In the United States there is more space where nobody is than where
anybody is.
This is what makes America what it is.
Does it make human nature in America what it is. If not it does make the
human mind in America what it is.
But there being so much space in America where nobody is has nothing to
do with this that if nobody had ever died that is if everybody had not died
there would not be room here for anybody who is alive now.
This is the way human nature can sleep, it can sleep by not knowing this.
The human mind can sleep by knowing this. Until it knows this the human mind
cannot sleep, and sleep well human nature and the human mind can sleep.

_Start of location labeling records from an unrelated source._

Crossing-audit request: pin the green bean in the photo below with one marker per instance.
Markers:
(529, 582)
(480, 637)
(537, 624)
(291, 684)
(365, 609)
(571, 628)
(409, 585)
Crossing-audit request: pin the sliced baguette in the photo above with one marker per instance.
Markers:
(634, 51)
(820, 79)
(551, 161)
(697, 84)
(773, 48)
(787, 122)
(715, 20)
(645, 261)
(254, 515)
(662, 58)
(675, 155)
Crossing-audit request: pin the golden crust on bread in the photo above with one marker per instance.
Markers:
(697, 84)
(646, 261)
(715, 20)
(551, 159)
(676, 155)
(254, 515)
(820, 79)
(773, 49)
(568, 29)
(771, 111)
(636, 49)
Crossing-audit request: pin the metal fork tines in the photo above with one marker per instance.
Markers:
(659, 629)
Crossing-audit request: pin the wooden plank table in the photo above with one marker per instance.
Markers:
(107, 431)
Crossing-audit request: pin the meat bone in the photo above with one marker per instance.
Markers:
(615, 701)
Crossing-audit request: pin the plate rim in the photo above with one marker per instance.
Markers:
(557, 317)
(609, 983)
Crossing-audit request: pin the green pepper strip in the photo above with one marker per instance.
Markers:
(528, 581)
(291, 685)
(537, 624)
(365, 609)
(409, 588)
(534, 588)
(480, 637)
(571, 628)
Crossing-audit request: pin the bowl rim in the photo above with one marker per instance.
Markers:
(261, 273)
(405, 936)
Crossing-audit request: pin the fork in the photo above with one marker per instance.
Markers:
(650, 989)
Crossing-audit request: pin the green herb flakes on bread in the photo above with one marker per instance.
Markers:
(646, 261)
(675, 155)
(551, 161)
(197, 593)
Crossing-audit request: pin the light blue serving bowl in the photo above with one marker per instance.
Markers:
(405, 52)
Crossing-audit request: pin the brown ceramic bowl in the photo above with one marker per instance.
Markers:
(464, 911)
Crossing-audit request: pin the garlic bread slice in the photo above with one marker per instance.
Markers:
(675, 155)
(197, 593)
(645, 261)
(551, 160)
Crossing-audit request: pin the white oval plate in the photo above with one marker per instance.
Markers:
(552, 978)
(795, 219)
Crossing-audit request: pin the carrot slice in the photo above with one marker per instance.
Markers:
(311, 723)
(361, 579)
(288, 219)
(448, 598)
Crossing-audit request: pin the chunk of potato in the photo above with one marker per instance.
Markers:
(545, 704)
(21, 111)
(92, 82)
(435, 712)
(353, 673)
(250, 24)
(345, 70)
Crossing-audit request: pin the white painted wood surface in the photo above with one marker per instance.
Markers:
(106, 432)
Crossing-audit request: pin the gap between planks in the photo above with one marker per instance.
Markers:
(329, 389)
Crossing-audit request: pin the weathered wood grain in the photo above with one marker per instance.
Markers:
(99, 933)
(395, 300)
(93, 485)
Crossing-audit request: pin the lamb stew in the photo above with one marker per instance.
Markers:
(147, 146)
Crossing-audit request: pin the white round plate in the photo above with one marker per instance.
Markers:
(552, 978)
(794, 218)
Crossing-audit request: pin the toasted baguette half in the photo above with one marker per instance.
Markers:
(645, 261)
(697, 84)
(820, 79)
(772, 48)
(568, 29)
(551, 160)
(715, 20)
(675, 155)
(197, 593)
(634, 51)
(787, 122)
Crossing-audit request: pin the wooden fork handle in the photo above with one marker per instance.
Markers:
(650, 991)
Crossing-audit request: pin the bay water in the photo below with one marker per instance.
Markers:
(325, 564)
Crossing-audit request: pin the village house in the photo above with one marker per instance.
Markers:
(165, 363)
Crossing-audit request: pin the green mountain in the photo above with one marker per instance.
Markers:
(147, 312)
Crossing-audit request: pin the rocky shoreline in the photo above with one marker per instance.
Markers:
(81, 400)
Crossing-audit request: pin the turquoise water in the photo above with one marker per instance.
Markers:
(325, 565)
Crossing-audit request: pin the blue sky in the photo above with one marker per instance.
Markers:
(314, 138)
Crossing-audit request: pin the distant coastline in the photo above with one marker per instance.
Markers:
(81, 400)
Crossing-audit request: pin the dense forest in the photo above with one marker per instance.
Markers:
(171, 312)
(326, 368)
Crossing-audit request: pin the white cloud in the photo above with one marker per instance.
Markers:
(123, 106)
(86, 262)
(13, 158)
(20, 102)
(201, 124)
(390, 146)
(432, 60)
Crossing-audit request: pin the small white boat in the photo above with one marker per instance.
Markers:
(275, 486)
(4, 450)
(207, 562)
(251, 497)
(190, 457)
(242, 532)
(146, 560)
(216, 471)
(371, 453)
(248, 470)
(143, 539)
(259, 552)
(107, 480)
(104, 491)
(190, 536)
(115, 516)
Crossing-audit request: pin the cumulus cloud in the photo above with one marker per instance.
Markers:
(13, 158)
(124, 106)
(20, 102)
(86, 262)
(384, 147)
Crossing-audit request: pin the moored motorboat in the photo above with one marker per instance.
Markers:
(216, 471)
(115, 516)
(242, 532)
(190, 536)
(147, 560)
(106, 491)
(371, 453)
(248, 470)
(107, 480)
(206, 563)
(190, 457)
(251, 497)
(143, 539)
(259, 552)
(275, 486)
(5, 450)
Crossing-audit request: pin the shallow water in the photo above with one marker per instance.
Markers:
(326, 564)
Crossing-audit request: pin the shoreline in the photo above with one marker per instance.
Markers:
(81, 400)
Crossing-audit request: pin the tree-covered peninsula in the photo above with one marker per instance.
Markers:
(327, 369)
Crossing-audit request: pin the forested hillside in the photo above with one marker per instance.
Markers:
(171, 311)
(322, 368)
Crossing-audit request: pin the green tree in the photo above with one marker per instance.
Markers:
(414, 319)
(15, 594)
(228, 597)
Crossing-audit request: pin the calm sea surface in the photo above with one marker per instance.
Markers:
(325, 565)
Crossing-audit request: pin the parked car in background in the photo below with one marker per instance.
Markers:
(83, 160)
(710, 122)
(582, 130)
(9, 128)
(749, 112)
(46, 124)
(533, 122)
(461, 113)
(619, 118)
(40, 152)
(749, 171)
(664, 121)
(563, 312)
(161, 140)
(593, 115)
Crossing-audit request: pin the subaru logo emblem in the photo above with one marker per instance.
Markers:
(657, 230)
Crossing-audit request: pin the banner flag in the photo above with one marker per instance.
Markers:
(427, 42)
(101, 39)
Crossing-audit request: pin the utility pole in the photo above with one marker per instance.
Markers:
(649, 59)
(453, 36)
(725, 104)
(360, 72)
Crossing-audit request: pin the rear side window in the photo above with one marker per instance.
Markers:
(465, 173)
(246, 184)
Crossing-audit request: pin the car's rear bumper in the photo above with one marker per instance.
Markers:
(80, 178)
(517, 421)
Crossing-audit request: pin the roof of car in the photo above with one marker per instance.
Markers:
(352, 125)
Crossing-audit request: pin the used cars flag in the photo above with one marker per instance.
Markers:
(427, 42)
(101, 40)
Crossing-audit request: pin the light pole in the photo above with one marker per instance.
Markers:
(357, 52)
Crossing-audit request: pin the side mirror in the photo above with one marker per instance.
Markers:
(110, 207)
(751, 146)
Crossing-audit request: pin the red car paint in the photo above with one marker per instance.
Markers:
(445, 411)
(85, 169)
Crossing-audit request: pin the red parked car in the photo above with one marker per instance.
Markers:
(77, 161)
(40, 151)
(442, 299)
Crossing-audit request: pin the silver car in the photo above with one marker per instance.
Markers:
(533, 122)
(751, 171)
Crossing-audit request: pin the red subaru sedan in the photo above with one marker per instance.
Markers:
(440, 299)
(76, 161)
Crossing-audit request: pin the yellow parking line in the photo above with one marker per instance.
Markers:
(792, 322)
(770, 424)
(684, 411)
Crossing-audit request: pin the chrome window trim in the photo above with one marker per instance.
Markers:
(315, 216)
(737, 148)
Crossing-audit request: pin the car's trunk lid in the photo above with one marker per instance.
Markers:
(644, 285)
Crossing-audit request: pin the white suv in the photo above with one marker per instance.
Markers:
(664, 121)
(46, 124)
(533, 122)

After all would do we like to live to have lived, then if we do then
everybody else has had to die and we have to cry because we too one day we too
will have to die otherwise the others who will like to live could not come
by."
(The Geographical History of America)
On this, first you see the sheer wit of repetition, the different weightings
of each, sometimes subtly adjusted phrase, to give the very motion of the mind
puzzling over what turns out to be a profound question expressed with terrific
clarity and simplicity. Has anyone on this list ever been brought like this
to a realisation of the difference between our body's blindness at its own
quailing and our ability to rationalise our fate? And listen to the music of
it, the turning back on its own phrasing until it has yielded, really yielded,
its meaning -- given us enough emotional time through repetition to take that
meaning in and down into our psyche. It's not a quick hit, but its topic
isn't a quick hit either.
No, I could not have written this, not at all. But to have written like this
for the first time in history (nothing like Péguy, I'm afraid, Ernest -- for
that kind of repetition you can search French rhetoric, a different thing from
these cubist, experimental shifts) ... to have found out how to have done that
takes my breath away.
We're both quite emotional about this!